When diagnosing an infection in animals, proglottids from the worm itself may have broken off and ended up in the feces along with eggs. The proglottids can be microscopically identified as being in the Order of Pseudophyllidea because they have medial genital pores, but the actual genus of the worm could not be specifically identified from proglottids alone. The specificity of the worm genus or species would require differentiation based upon the uterus and egg morphology.

== Treatment and prevention ==
The best way to treat this condition in humans is with surgery, as most drug treatments are unsuccessful at getting rid of the larval stages.

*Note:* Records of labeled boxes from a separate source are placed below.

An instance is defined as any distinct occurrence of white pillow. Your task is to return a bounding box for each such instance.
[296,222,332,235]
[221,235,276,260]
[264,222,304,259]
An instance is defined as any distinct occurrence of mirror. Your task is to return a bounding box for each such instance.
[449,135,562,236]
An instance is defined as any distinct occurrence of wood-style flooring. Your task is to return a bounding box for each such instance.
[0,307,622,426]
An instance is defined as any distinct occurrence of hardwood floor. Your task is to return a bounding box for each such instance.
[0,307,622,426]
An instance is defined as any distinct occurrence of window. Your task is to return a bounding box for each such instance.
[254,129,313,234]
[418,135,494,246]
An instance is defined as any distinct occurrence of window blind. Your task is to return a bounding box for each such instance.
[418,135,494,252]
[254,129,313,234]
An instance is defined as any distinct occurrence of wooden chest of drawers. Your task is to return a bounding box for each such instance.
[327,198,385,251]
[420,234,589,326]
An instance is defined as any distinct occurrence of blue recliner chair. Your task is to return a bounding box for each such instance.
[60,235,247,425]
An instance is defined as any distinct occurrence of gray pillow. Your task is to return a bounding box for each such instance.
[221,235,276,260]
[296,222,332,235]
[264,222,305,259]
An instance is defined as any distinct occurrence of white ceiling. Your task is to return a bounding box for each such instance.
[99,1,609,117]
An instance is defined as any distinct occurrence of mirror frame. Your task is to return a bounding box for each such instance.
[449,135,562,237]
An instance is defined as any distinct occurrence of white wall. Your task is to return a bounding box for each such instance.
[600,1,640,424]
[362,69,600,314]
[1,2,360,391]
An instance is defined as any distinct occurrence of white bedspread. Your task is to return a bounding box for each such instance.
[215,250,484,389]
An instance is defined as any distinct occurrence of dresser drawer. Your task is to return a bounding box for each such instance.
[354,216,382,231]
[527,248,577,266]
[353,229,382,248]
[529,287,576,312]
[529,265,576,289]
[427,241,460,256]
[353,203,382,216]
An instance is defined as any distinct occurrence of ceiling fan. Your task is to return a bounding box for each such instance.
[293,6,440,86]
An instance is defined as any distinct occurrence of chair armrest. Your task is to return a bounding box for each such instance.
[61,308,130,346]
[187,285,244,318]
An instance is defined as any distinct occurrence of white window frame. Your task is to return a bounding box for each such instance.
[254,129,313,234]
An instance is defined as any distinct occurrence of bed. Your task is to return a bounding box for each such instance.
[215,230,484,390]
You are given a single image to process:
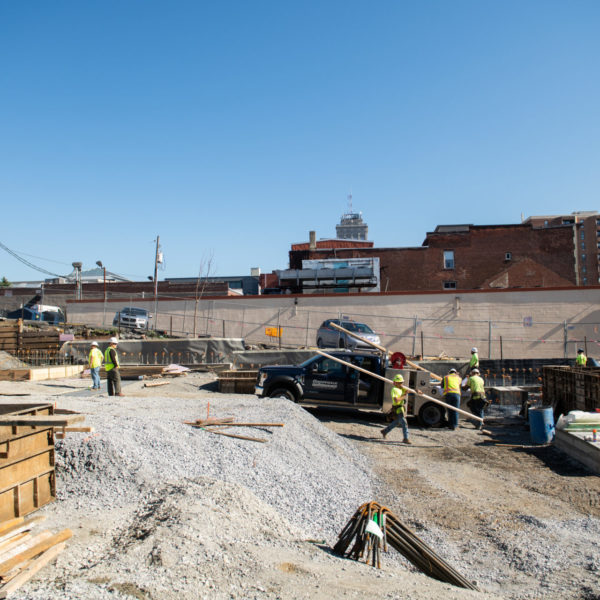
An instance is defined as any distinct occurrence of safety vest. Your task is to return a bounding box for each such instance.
[392,386,406,413]
[104,346,120,373]
[444,373,462,396]
[88,347,102,369]
[469,375,485,398]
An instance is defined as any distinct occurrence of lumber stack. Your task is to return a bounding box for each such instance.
[333,502,477,590]
[0,319,60,355]
[218,369,258,394]
[0,516,73,598]
[0,404,90,524]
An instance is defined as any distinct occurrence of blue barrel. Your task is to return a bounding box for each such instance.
[529,406,554,444]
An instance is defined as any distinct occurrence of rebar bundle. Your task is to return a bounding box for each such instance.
[333,502,477,590]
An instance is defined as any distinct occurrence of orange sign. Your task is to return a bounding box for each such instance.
[265,327,281,337]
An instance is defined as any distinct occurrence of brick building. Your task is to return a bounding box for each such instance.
[289,221,579,292]
[524,211,600,285]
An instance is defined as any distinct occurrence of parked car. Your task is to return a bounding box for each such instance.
[113,306,152,329]
[317,319,381,348]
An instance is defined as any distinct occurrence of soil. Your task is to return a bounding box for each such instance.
[0,373,600,600]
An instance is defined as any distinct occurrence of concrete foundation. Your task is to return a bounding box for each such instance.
[554,429,600,475]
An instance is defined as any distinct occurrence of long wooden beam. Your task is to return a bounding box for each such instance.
[317,350,483,423]
[329,323,442,381]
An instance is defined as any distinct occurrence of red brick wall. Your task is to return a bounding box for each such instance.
[290,224,575,292]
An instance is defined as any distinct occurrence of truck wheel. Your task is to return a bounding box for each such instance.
[269,388,297,402]
[419,402,444,427]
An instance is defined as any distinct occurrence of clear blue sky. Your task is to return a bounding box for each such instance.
[0,0,600,280]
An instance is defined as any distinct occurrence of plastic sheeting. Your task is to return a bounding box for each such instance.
[61,338,244,365]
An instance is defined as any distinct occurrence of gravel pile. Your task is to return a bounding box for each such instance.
[0,350,28,369]
[56,396,372,541]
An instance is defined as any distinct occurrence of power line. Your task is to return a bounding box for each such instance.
[0,242,63,277]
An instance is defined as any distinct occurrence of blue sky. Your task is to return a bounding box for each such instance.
[0,0,600,280]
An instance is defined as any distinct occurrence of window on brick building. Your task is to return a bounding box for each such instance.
[444,250,454,269]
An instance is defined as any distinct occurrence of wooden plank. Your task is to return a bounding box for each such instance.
[204,423,284,427]
[0,542,66,598]
[0,531,31,560]
[204,429,268,443]
[0,517,25,535]
[0,529,73,578]
[0,529,52,562]
[0,515,46,544]
[0,415,85,427]
[144,381,171,387]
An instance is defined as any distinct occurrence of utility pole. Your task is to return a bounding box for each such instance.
[154,235,160,330]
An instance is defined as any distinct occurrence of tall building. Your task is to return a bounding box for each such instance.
[523,210,600,285]
[335,194,369,240]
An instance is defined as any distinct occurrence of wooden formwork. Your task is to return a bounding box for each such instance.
[0,319,60,360]
[0,404,56,523]
[542,366,600,414]
[218,369,258,394]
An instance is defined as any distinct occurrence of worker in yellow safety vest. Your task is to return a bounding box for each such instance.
[381,373,410,444]
[575,348,587,367]
[88,342,102,390]
[464,369,489,430]
[469,347,479,371]
[104,338,124,396]
[442,369,462,430]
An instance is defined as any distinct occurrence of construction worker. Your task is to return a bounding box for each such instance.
[381,373,411,444]
[469,348,479,371]
[464,369,489,429]
[575,348,587,367]
[88,342,102,390]
[104,338,124,396]
[442,369,462,431]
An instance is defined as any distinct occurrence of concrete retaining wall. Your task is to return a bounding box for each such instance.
[68,287,600,359]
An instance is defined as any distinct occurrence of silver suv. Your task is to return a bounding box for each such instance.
[317,319,381,349]
[113,306,152,329]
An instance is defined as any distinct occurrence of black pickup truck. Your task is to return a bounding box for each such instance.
[254,350,444,427]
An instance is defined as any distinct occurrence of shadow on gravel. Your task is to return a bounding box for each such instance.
[198,381,219,392]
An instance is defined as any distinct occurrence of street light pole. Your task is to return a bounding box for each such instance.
[96,260,106,327]
[154,235,160,331]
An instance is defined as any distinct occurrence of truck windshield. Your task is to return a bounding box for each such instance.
[342,321,373,333]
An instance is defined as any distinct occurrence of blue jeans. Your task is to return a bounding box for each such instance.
[90,367,100,390]
[383,411,408,440]
[444,394,460,429]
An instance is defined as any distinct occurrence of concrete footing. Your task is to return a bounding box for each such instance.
[554,429,600,475]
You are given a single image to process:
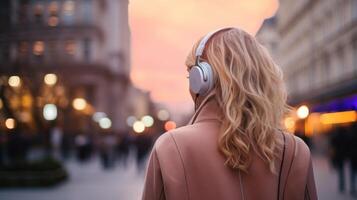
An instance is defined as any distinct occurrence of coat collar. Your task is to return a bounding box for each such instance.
[189,94,223,124]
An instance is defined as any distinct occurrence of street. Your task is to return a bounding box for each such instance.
[0,153,353,200]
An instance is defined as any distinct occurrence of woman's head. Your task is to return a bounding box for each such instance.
[186,28,288,171]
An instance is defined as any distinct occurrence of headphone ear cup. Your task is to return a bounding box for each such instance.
[189,66,205,94]
[189,62,213,96]
[198,62,214,96]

In animals, infections with Spirometra species can be treated with praziquantel at 30-35 mg/kg, PO of SQ, for 2 consecutive days. Mebendazole at 11 mg/kg, PO, has also been successful. Taking an infected animal to a vet is the best option for ridding a pet of any developmental stage.

Infection of humans may be prevented by avoiding eating under-cooked frog or fish, and avoiding drinking infected water.